Closed guard is a classic position in Brazilian jiu jitsu where you’re on your back, legs wrapped around your opponent’s waist, ankles locked behind their back. You’re controlling their posture with your legs and often with your hands or grips. They’re stuck between your hips and chest, with very limited movement unless they break your guard. You can attack with submissions, sweeps, and back takes, but you need to keep your guard closed (ankles locked) to maintain control.
## Why It Matters
Closed guard is one of the foundational positions in Brazilian jiu jitsu. If you’re tired, getting smashed, or dealing with someone heavier and stronger, closed guard can slow things down, let you recover, or flip the script. In competition, it’s an equalizer—if your open guard gets passed or you’re flat on your back, locking closed guard can buy you time and reset your attacks. It’s also a prime spot to set up arm attacks, collar chokes, or force scrambles for sweeps.
## Common Situations
You’ll see closed guard everywhere: day-one fundamentals classes, serious competition, even ADCC vets using it when things get ugly. You might pull closed guard right off the grip, or land there after a scramble. After a failed takedown or guard pull, closed guard is the “reset button” for many grapplers.
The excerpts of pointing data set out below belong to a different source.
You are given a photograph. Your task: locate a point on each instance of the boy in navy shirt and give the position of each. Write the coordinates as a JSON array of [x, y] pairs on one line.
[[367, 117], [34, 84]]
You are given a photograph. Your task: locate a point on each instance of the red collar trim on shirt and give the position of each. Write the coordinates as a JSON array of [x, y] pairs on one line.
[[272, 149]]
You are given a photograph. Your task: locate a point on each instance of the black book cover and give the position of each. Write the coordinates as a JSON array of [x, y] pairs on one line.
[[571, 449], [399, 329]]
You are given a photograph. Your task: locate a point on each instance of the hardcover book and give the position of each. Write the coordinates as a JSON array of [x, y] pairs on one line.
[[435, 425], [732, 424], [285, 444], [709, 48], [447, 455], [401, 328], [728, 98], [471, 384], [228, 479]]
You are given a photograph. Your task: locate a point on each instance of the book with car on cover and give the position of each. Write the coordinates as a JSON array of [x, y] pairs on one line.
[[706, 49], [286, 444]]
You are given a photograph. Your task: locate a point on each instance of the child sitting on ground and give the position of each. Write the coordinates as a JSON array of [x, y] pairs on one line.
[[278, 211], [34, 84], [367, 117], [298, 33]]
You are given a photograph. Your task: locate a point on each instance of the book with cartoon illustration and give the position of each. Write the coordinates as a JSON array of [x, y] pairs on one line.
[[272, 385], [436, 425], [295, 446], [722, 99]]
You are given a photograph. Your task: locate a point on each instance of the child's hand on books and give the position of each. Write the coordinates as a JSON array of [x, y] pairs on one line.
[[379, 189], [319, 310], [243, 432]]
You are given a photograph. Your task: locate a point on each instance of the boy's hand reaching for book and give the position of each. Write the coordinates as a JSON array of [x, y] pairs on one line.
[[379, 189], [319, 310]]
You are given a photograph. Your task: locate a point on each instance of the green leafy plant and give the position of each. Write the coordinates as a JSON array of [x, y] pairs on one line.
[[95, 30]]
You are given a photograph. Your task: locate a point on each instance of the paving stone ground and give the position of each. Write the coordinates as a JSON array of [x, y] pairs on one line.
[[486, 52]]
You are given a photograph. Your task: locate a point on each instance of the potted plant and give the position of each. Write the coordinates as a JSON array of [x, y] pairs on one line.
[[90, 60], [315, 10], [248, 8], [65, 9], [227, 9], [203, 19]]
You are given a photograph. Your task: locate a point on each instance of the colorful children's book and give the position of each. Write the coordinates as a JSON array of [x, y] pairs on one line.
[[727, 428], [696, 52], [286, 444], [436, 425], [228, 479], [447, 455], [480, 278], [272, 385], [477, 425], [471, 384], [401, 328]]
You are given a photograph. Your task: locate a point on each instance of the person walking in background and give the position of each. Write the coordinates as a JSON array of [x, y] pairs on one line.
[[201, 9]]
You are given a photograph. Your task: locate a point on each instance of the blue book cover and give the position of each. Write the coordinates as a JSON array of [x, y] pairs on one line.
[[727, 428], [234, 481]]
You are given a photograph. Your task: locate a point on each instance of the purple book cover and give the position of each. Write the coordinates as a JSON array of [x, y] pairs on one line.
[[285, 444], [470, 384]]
It’s also the position you’ll end up in when your open guard collapses and you’re trying to avoid getting steamrolled with a loose pass. When grips on sleeves or lapels get broken, closing the legs is often all you have left before a pressure passer stacks you.
## Common Mistakes
- **Hugging with your arms:** If you’re clinging to their upper body and letting your elbows flare, you’re wasting energy and inviting posture breaks (for you). Use your knees, not just your arms.
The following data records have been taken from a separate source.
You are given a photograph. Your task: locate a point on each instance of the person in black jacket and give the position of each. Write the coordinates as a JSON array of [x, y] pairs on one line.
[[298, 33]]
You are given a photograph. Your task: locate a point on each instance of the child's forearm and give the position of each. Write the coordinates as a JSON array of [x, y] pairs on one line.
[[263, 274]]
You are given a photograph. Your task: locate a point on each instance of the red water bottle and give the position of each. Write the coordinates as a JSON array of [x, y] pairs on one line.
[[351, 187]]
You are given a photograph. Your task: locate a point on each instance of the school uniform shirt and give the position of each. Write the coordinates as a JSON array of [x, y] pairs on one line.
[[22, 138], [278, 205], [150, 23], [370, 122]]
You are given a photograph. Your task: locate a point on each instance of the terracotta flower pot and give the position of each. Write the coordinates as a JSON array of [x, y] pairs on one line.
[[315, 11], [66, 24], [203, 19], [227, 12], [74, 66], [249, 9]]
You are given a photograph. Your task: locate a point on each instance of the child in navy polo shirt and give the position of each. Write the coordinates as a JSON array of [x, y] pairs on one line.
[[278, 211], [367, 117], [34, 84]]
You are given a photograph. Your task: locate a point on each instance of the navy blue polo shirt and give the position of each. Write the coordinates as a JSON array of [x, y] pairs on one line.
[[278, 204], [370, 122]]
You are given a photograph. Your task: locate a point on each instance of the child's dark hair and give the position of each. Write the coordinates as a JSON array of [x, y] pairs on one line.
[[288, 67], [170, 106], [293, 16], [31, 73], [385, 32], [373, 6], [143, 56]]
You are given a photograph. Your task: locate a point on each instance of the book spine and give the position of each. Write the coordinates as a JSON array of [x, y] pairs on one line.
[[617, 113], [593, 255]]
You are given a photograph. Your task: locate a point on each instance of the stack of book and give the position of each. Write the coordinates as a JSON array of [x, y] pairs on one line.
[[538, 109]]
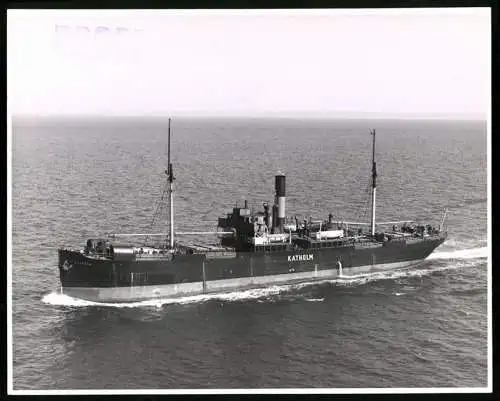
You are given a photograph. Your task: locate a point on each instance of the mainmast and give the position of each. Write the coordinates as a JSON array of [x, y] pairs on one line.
[[374, 182], [170, 174]]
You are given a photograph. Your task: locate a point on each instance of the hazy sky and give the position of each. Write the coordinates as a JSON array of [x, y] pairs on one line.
[[249, 62]]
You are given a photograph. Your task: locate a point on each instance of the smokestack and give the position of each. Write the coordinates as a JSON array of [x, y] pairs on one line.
[[267, 217], [274, 226], [279, 185]]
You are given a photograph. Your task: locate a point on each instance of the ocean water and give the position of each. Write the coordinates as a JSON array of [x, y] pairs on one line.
[[419, 327]]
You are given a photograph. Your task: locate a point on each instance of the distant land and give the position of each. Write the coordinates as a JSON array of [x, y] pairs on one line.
[[272, 115]]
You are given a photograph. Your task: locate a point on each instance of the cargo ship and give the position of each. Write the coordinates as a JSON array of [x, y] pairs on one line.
[[254, 249]]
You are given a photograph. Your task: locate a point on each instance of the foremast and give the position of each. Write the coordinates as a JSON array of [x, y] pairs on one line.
[[374, 183], [170, 174]]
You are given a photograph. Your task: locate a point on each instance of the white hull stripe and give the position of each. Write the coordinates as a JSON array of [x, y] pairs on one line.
[[138, 293]]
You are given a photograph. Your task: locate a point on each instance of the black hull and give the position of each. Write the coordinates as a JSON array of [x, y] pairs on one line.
[[79, 271]]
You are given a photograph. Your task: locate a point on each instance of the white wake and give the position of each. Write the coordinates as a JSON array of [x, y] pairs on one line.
[[60, 299]]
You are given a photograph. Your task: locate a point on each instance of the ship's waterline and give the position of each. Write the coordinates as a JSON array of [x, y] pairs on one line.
[[139, 293]]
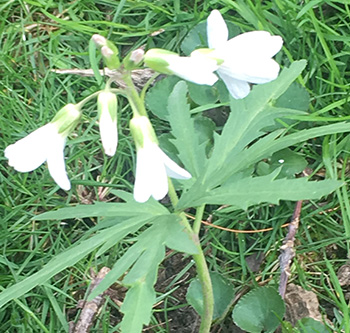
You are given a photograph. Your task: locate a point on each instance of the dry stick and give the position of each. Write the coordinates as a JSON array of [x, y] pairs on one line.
[[90, 308], [287, 249]]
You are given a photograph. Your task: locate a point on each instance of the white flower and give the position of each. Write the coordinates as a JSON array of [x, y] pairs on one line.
[[246, 57], [196, 68], [153, 166], [44, 144], [107, 106]]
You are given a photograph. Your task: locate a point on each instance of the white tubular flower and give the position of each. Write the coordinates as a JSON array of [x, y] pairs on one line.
[[46, 144], [247, 58], [196, 68], [107, 108], [153, 166]]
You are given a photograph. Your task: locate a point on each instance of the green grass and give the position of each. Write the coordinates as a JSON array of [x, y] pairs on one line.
[[37, 36]]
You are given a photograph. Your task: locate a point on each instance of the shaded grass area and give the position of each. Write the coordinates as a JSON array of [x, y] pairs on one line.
[[38, 36]]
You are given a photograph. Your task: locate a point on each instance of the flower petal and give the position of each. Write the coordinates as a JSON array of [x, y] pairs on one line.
[[237, 88], [56, 163], [254, 44], [197, 69], [216, 30], [151, 178], [172, 169], [30, 152]]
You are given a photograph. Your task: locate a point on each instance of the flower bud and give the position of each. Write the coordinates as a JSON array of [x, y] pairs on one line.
[[107, 108], [66, 119], [110, 57], [133, 59], [142, 131]]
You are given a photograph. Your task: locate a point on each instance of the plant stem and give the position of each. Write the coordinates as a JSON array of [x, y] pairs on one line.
[[199, 259], [134, 99], [203, 275], [137, 105], [198, 220], [207, 290]]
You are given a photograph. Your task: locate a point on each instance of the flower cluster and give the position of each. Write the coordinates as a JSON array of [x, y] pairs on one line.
[[244, 59], [240, 61], [46, 144]]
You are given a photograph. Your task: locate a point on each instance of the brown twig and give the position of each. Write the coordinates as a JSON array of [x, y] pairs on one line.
[[90, 308], [287, 249]]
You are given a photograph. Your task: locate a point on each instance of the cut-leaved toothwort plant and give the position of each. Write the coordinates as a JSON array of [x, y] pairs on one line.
[[194, 169]]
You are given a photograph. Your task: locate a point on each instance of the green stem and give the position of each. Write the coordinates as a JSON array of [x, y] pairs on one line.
[[203, 275], [88, 98], [138, 107], [207, 289], [136, 103], [198, 220], [199, 259]]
- **Leaving hips flat:** If you don’t move your hips or angle off the centerline, you become easy to flatten. Angled hips mean better attacks and harder posture for them.
- **Gripping too hard:** Death-gripping sleeves or collars burns out your forearms fast, especially in back-to-back rounds.
- **Neglecting posture control:** Letting them sit up to a straight spine gives them easy guard breaks and pressure. Control their head and shoulders, don’t let them get tall.
- **Forgetting to attack:** Sitting in closed guard, locked up and squeezing, but not threatening sweeps or submissions—stalling does nothing for your game and gives them time to plan their escape.
## Training Tip
When drilling closed guard, focus on *dynamic movement*—don’t just clamp and squeeze. Practice breaking your opponent’s posture, angling your hips, and chaining attacks together: armbar to triangle, triangle to omoplata, and so on. In live rounds, work on keeping your guard closed under pressure, but also know when to open and switch to other guards when they stand or start to pry your legs apart. If your forearms are blowing up, you’re gripping wrong or not using your legs enough. Guard retention is as much about timing and angles as it is about grip strength.